This post is more about how to use a tool than it is a description of a new tool. Knowledge is arguably our most important tool so I think posts like this belong in the tools section of the forum.
In his book, Home Machinist's Bedside Reader #1 (pg. 11), Guy Lautard describes a technique for measuring a large bore when you don't have a set of calipers large enough to span the diameter.
Basically, you cut a "stick" to a length slightly less than the diameter of the bore and provide it with rounded or pointed ends. Inserted in the bore, this stick will "rattle" back and forth a (hopefully) small amount. You measure the peak-to-peak rattle and then use a formula to calculate the actual diameter. Lautard gives a formula but it looks like an approximation to me, although I haven't examined it closely.

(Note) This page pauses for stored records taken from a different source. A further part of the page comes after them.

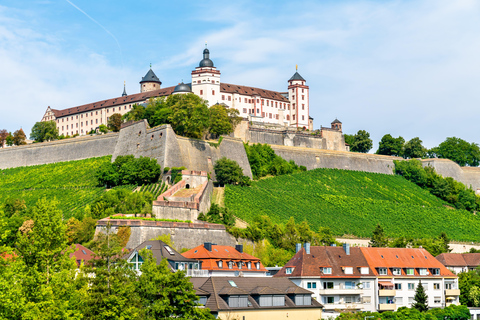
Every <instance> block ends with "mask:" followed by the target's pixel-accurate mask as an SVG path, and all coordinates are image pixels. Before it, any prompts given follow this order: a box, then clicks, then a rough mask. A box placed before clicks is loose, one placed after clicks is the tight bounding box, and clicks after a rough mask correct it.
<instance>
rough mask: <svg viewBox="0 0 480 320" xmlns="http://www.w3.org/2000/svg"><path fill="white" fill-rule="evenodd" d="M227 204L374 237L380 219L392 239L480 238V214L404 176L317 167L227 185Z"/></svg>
mask: <svg viewBox="0 0 480 320" xmlns="http://www.w3.org/2000/svg"><path fill="white" fill-rule="evenodd" d="M225 205H226V207H227V208H229V209H230V210H232V212H233V213H234V214H235V215H236V216H237V217H239V218H240V219H243V220H245V221H247V222H248V221H252V220H253V219H255V218H257V217H260V216H262V215H268V216H269V217H270V218H271V219H272V221H274V222H277V223H285V222H286V221H287V220H288V219H289V218H290V217H291V216H293V217H294V218H295V220H296V221H297V222H302V221H303V220H306V221H308V222H309V224H310V226H311V227H312V229H314V230H315V229H317V228H318V227H329V228H330V229H331V230H332V231H333V232H334V233H335V234H336V235H344V234H352V235H355V236H359V237H369V236H370V235H371V233H372V230H373V229H374V228H375V226H376V224H377V223H380V224H381V225H382V227H383V228H384V229H385V232H386V234H387V235H388V236H389V237H398V236H410V237H415V238H426V237H436V236H438V235H439V234H440V232H442V231H445V232H446V233H447V235H448V236H449V237H450V238H452V239H454V240H459V241H462V240H463V241H479V240H480V239H479V238H478V236H477V234H478V230H479V229H480V218H479V217H478V216H476V215H474V214H472V213H470V212H468V211H465V210H453V209H449V208H447V207H446V205H447V204H446V203H445V202H443V201H442V200H440V199H438V198H437V197H435V196H433V195H431V194H430V193H429V192H428V191H426V190H423V189H421V188H420V187H418V186H416V185H415V184H413V183H411V182H408V181H407V180H405V179H404V178H403V177H401V176H394V175H384V174H376V173H365V172H358V171H347V170H336V169H316V170H311V171H307V172H303V173H297V174H293V175H285V176H279V177H274V178H268V179H263V180H260V181H257V182H254V183H252V186H251V187H240V186H230V185H228V186H227V187H226V188H225Z"/></svg>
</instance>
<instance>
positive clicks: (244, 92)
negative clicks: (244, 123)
mask: <svg viewBox="0 0 480 320" xmlns="http://www.w3.org/2000/svg"><path fill="white" fill-rule="evenodd" d="M220 92H225V93H238V94H243V95H247V96H260V97H262V98H265V99H272V100H278V101H282V102H287V103H290V100H288V99H287V98H285V97H284V96H283V95H282V94H281V93H280V92H277V91H271V90H265V89H260V88H254V87H247V86H239V85H236V84H229V83H220Z"/></svg>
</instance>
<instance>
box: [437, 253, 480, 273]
mask: <svg viewBox="0 0 480 320" xmlns="http://www.w3.org/2000/svg"><path fill="white" fill-rule="evenodd" d="M436 258H437V260H438V261H440V262H441V263H442V264H443V265H444V266H445V267H447V268H448V269H449V270H450V271H452V272H453V273H455V274H459V273H460V272H468V271H472V270H475V269H476V268H477V267H478V266H480V253H442V254H439V255H438V256H437V257H436Z"/></svg>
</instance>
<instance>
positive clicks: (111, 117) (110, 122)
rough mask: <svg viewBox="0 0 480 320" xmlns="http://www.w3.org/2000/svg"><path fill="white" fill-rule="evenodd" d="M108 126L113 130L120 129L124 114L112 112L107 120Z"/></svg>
mask: <svg viewBox="0 0 480 320" xmlns="http://www.w3.org/2000/svg"><path fill="white" fill-rule="evenodd" d="M107 125H108V128H109V129H110V130H112V131H113V132H118V131H120V128H121V127H122V115H121V114H120V113H114V114H112V115H111V116H110V117H109V118H108V121H107Z"/></svg>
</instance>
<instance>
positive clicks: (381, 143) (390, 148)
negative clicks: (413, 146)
mask: <svg viewBox="0 0 480 320" xmlns="http://www.w3.org/2000/svg"><path fill="white" fill-rule="evenodd" d="M404 144H405V139H403V138H402V137H398V138H394V137H392V136H391V135H390V134H386V135H384V136H383V137H382V139H381V140H380V142H379V145H378V150H377V152H376V153H377V154H383V155H386V156H397V157H401V156H403V145H404Z"/></svg>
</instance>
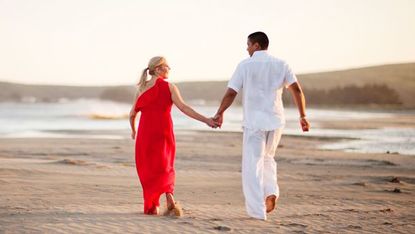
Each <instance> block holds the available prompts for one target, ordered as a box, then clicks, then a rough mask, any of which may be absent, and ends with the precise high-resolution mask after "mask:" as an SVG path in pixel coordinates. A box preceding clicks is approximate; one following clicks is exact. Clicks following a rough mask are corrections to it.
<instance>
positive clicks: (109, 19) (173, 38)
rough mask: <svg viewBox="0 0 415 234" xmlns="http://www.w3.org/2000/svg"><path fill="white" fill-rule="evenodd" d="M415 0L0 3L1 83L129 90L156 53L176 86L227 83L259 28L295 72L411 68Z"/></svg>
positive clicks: (281, 56)
mask: <svg viewBox="0 0 415 234" xmlns="http://www.w3.org/2000/svg"><path fill="white" fill-rule="evenodd" d="M414 12H415V1H414V0H285V1H279V0H269V1H267V0H255V1H252V0H249V1H245V0H203V1H202V0H170V1H168V0H164V1H162V0H151V1H150V0H67V1H64V0H36V1H31V0H26V1H23V0H0V80H3V81H12V82H21V83H42V84H74V85H114V84H134V82H136V81H137V80H138V74H139V73H140V72H141V70H142V69H143V68H145V67H146V66H147V62H148V60H149V59H150V58H151V57H153V56H156V55H164V56H166V57H167V59H168V61H169V63H170V66H171V67H172V70H171V73H170V78H171V79H172V80H173V81H198V80H226V79H228V78H229V77H230V76H231V75H232V73H233V71H234V69H235V67H236V65H237V64H238V62H239V61H240V60H242V59H244V58H246V57H247V56H248V54H247V52H246V37H247V35H248V34H250V33H252V32H254V31H264V32H266V33H267V34H268V36H269V38H270V47H269V51H270V53H272V54H273V55H275V56H277V57H280V58H283V59H284V60H286V61H287V62H288V63H289V64H291V66H292V67H293V69H294V71H295V72H296V73H306V72H315V71H327V70H336V69H344V68H350V67H361V66H367V65H378V64H385V63H400V62H415V14H414Z"/></svg>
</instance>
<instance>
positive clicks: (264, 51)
mask: <svg viewBox="0 0 415 234" xmlns="http://www.w3.org/2000/svg"><path fill="white" fill-rule="evenodd" d="M267 54H268V52H267V50H257V51H255V52H254V53H253V54H252V58H255V57H262V56H264V55H267Z"/></svg>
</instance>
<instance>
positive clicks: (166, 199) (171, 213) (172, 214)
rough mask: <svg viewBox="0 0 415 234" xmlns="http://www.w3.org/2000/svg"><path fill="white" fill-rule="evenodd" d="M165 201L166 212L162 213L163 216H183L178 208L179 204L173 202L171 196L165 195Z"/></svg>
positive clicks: (169, 194) (173, 200) (180, 211)
mask: <svg viewBox="0 0 415 234" xmlns="http://www.w3.org/2000/svg"><path fill="white" fill-rule="evenodd" d="M166 201H167V210H166V211H165V212H164V215H165V216H175V217H180V216H183V210H182V208H181V207H180V204H178V203H177V202H175V201H174V197H173V194H171V193H166Z"/></svg>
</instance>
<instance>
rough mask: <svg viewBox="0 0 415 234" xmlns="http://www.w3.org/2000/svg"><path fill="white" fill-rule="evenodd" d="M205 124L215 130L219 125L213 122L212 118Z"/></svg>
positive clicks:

If the rattle distance is small compared to the diameter of the bore, the stick length itself is a very good approximation of the bore diameter.
I wrote RATTLE.EXE to compute the diameter given the stick and rattle lengths in order to evaluate this procedure. You can use it to calculate the diameter if you need to use this procedure. You can download the program from my webpage.
This is the way I was taught to use internal, spring type calipers. If you try to set the calipers to the actual diameter, you're very likely to spring them slightly. When withdrawn from the bore to be measured, they will unspring slightly thus affecting the reading. Better to set them so they "rattle" slightly in the hole and then measure them. RATTLE will prove to you that, if you make the rattle very small, the difference between the measured caliper distance and the actual diameter will be very small indeed.
For an example, I used the values Lautard used in his book...
S = 3.998
R = 13/32 = 0.40625
and the program yielded a calculated diameter of 4.003197. Lautard's approximation yields a value of 4.0033; thus, agreement to one ten thousandth.
For a rattle distance of 0.40625/4.003197 = 10% of the bore diameter, the stick yielded the bore diameter with an error of only 100*(3.998-4.0032)/4.0032 = 1.3%. Decreasing the rattle distance will decrease that error still further.